Carmen McKenzie: We have two co-chairs one from the State Board and one from our sponsoring commission. We then have two representatives from each of our seven commissions. These representatives are tasked with approving or disapproving proposals that are created by sub-committees we call Data Domain Stewards. The majority of work researching and determining a consensus based solution as well as developing the proposal is actually done by the Domain Stewards. I staff both the committee and most of the domain steward sub-committees.
Anna Kourouniotis: What are some tips or lessons learnt that you can provide to other institutions who are thinking about establishing data governance?
Carmen McKenzie: Gaining executive sponsorship and being given the authority from the executive level to make decisions concerning data was probably the most important factor to the success of the committee.
One other tip is that it’s very important to assign a tenacious leader to the committee. I would also say that a lesson learned was that it takes time to develop proposals with cross-functional buy-in in such a large system. Data governance is not something that occurs quickly, not if the desired output is a well formed solution with cross-functional input.
Anna Kourouniotis: What technologies did you implement?
Carmen McKenzie: We have not purchased any new technologies related to data governance. We have developed a metadata repository application to support data governance related to our new ERP (PeopleSoft Campus Solutions, Human Capital Management and Finance applications). We have also looked at a few data quality measurement products, but at this point are in the process of developing our own metrics.
Anna Kourouniotis: How do you measure the impact that data governance had?
Carmen McKenzie: That is a very good question! We are currently undergoing an evaluation from our sponsoring commission which will hopefully provide a measurement of impact.
Anna Kourouniotis: What are your governance principles?
Carmen McKenzie: Our guiding principles listed in our charter are:
- Keep it simple. Simplicity makes data easier to track, validate and to find coding issues.
- Consider the effects of the decision to modify criteria from multiple perspectives including the student, college, district, SBCTC, and national viewpoints.
- Understand the purpose – Is the data used to report externally, for state level analysis, college level analysis or funding decisions? Is it used nationally?
- Implementation timeline – Consider how the timing of changes impact how the data is used and viewed. Implement changes beginning in summer quarter whenever possible.
- Consider the effects of the change on trend analysis and historical reporting.

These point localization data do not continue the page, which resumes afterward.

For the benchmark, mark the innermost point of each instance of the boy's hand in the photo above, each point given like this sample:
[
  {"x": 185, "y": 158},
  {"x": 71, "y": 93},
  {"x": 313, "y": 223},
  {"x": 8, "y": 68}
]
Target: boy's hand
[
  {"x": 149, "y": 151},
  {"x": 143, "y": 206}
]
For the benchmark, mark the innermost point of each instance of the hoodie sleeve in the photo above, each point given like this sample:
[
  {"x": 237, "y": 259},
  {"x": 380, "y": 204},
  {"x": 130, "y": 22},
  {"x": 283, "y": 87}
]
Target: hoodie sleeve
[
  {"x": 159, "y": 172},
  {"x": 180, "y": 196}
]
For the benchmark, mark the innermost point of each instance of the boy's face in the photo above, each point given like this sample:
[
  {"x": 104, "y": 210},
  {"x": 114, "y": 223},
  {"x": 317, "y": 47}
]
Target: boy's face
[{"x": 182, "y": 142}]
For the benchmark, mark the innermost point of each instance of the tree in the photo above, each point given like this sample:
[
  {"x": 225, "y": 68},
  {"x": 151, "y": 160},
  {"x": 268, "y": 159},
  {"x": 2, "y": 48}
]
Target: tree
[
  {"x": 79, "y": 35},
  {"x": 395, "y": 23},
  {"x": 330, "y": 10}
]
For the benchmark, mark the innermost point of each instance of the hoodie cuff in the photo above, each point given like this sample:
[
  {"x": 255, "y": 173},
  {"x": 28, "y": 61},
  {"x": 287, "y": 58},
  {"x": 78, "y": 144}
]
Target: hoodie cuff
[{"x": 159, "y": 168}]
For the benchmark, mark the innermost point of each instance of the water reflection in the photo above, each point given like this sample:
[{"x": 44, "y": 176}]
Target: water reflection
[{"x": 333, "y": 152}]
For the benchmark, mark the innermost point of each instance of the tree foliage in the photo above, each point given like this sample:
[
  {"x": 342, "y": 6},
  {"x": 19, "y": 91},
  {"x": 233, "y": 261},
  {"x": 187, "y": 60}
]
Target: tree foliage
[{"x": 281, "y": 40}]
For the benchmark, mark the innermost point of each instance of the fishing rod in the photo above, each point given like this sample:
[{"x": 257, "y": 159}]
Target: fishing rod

- All recommendations and decisions should be fully documented to include the intent, purpose, definition and impact. They should also be accompanied by a diagnostic evaluation of why there are issues with the current definition, how the data were represented under that definition, and how the data would look under the new definition.
- Whenever possible, pretest any coding change with targeted populations.
- Consider funding and policy impacts.
- Consider future needs, not just current or past needs.
- Align with national approaches and best practices whenever possible.
- Consider any unintended consequences.
Anna Kourouniotis: How did you sustain your governance efforts over multiple years?
Carmen McKenzie: One factor that helped us sustain is that our college system has become very data driven over the past several years. Consistent leadership of the committee is also a factor. Tenacity is very important as it is easy to get distracted by daily tasks, so keeping data governance at the forefront is very important. Probably the most important factor is focusing on the data that impacts state and federal reporting and the funds allocated to the colleges. If there is money involved, there will be interest in the topic.